24H du Mans : 5e victoire de suite de Toyota !

12 juin 2022 à 16h30 par Morgan Juvin

Toyota a remporté une cinquième victoire consécutive lors de la 90e édition des 24 Heures du Mans ce dimanche, poursuivant sa domination sans partage sur le mythique circuit sarthois.

24h du mans
Crédit: lemans.org | Jonathan BICHE (ACO)

La Toyota N.8 de Brendan Hartley, Sébastien Buemi et Ryo Hirakawa a renoué avec le succès après le triplé de 2018, 2019 et 2020, devant sa voiture soeur N.7, victorieuse l'an passé.

Les visages changent mais la Toyota N.8 continue de gagner: les rotations au sein de l'équipage n'ont pas empêché la voiture du constructeur japonais de remporter quatre des cinq dernières éditions des 24 Heures du Mans, la dernière dimanche.

De 2018 à 2022 !

De la première victoire en 2018, il n'en reste plus qu'un : le Suisse Sébastien Buemi, 33 ans, qui avait posé la première pierre de l'édifice après trois ans de monopole Porsche.

Seuls cinq pilotes ont remporté la course mythique d'endurance plus souvent que lui. L'ex-pilote de F1 et champion de Formule Electrique (2016) était de tous les succès de la N.8 mais reste encore loin du Danois Tom Kristensen, nonuple vainqueur.

A l'époque, Buemi faisait équipe avec le Japonais Kazuki Nakajima et Fernando Alonso, le double champion du monde, alors en congé sabbatique de la Formule 1. L'année suivante, le trio l'a de nouveau emporté.

Mais en 2020, Alonso est d'abord parti disputer le Dakar, puis les 500 Miles d'Indianapolis, en plein été, à huis clos pour cause de Covid-19, avant de retrouver un volant de F1 avec Alpine-Renault.

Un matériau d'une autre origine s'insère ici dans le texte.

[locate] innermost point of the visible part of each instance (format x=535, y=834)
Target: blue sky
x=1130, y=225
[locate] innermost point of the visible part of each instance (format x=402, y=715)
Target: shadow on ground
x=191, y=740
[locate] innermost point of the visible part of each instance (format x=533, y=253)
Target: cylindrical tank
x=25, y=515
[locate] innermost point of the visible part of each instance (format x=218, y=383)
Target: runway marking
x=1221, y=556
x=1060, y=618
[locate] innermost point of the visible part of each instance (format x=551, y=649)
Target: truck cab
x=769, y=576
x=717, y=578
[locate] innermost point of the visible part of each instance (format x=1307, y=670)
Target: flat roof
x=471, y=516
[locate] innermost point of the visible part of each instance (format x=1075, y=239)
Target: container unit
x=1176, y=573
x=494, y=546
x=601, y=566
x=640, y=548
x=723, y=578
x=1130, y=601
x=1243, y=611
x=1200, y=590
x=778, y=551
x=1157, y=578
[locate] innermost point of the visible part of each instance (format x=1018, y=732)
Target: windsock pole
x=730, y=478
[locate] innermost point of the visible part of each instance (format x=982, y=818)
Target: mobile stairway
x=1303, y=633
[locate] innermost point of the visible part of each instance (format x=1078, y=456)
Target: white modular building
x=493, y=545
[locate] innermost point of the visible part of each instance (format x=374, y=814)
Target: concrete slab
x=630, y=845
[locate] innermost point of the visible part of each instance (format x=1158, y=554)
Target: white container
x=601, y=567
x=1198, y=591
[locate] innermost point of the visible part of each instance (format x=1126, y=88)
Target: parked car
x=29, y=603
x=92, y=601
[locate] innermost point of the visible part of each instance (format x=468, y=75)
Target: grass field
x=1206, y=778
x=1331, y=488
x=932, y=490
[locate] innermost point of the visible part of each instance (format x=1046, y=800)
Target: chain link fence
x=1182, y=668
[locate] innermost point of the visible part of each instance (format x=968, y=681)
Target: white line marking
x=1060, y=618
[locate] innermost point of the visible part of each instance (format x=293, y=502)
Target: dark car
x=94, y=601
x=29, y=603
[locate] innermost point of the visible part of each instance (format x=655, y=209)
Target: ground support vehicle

Buemi et Nakajima ont alors été associés à Brendon Hartley, qui débarquait chez Toyota avec un palmarès déjà bien garni: deux fois champion du monde d'endurance (2015 et 2017), déjà vainqueur au Mans (2017) avec Porsche. Le résultat n'a pas changé: victoire dans la Sarthe avec le Néo-Zélandais.

C'est seulement en 2021 que l'hégémonie de la Toyota N.8 a été interrompue par sa voiture soeur, la N.7. Au début de la saison 2022, Nakajima (37 ans) a pris des fonctions managériales au sein du constructeur japonais, laissant sa place dans l'hypercar à son compatriote Ryo Hirakawa, de neuf ans son cadet.

Jusque là, pour la N.7, les défaites concernaient toujours les mêmes pilotes: le Japonais Kamui Kobayashi, l'Argentin José Maria Lopez et le Britannique Mike Conway, dauphins en 2018 et 2019, troisièmes en 2020, avant de rompre avec leur malchance légendaire l'an dernier.

Au bout de cette 90e édition parfaitement bien gérée par l'équipage de la N.8, il y a donc un nouveau nom au palmarès des 24 Heures, celui d'Hirakawa, venu du Super GT japonais au plateau très relevé.

Et une nouvelle ligne au palmarès XXL de Buemi, qui rejoint dans la légende du Mans trois références: le Belge Olivier Gendebien, les Français Henri Pescarolo et Yannick Dalmas. Tous d'excellents pilotes entrés dans l'histoire de la grande course d'endurance, comme le Suisse.